Indonesia's National Food Agency (Bapanas) states the country has achieved food self-sufficiency, with imports at just 5 percent of needs for 11 strategic commodities. Bapanas head Andi Amran Sulaiman, also agriculture minister, said this meets the FAO definition limiting imports to a maximum of 10 percent. The statement came in Jakarta on Saturday.
Indonesia's National Food Agency (Bapanas) announced the achievement of food self-sufficiency under President Prabowo Subianto's administration. Bapanas head and Agriculture Minister Andi Amran Sulaiman said strategic food imports total 3.5 million tons out of 73 million tons produced, or 4.8 percent. Compared to consumption needs of 68.7 million tons, the import ratio is 5.1 percent.
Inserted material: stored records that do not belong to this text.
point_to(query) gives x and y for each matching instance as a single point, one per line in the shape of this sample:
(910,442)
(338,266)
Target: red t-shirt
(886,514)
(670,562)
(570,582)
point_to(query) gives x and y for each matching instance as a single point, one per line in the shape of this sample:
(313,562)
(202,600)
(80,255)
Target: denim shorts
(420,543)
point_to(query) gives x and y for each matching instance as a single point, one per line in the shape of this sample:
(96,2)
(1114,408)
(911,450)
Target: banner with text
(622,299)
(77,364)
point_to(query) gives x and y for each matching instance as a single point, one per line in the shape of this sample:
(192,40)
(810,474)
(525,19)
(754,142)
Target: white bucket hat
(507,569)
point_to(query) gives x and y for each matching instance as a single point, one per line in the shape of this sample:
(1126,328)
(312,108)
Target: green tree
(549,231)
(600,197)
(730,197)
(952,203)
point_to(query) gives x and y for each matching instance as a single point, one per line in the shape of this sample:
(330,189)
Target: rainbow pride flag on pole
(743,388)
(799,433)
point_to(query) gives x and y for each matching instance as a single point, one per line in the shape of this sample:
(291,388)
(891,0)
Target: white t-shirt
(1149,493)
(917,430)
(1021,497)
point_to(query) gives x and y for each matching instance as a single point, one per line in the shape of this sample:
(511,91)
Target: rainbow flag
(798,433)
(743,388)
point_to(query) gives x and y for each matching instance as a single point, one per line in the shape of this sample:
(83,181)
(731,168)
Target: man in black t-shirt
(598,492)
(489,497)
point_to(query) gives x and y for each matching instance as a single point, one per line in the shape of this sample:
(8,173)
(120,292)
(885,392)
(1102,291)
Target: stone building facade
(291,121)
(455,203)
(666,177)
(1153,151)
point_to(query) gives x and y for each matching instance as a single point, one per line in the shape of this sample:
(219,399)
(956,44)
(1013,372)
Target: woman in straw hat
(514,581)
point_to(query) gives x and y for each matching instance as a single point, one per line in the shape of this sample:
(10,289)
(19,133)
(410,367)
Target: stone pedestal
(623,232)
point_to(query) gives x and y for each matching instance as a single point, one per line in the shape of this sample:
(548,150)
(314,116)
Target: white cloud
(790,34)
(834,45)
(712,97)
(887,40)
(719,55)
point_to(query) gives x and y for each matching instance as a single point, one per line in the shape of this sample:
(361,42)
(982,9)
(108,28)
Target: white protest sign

"The definition we agree on for food self-sufficiency is a maximum import of 10 percent; this is the FAO consensus, and we are at 5 percent," Amran Sulaiman said in Jakarta on Saturday.
Imports consist of 2.6 million tons of soybeans, 600,000 tons of garlic, and 350,000 tons of ruminant meat. The 11 commodities include rice, feed corn, cayenne pepper, large chili, chicken meat, chicken eggs, shallots, consumption sugar, soybeans, garlic, and beef/buffalo meat. Rice accounts for 45.2 percent or 31.1 million tons of total consumption.
The government emphasizes rice security through record Government Rice Reserves (CBP) stocks to maintain national supply stability.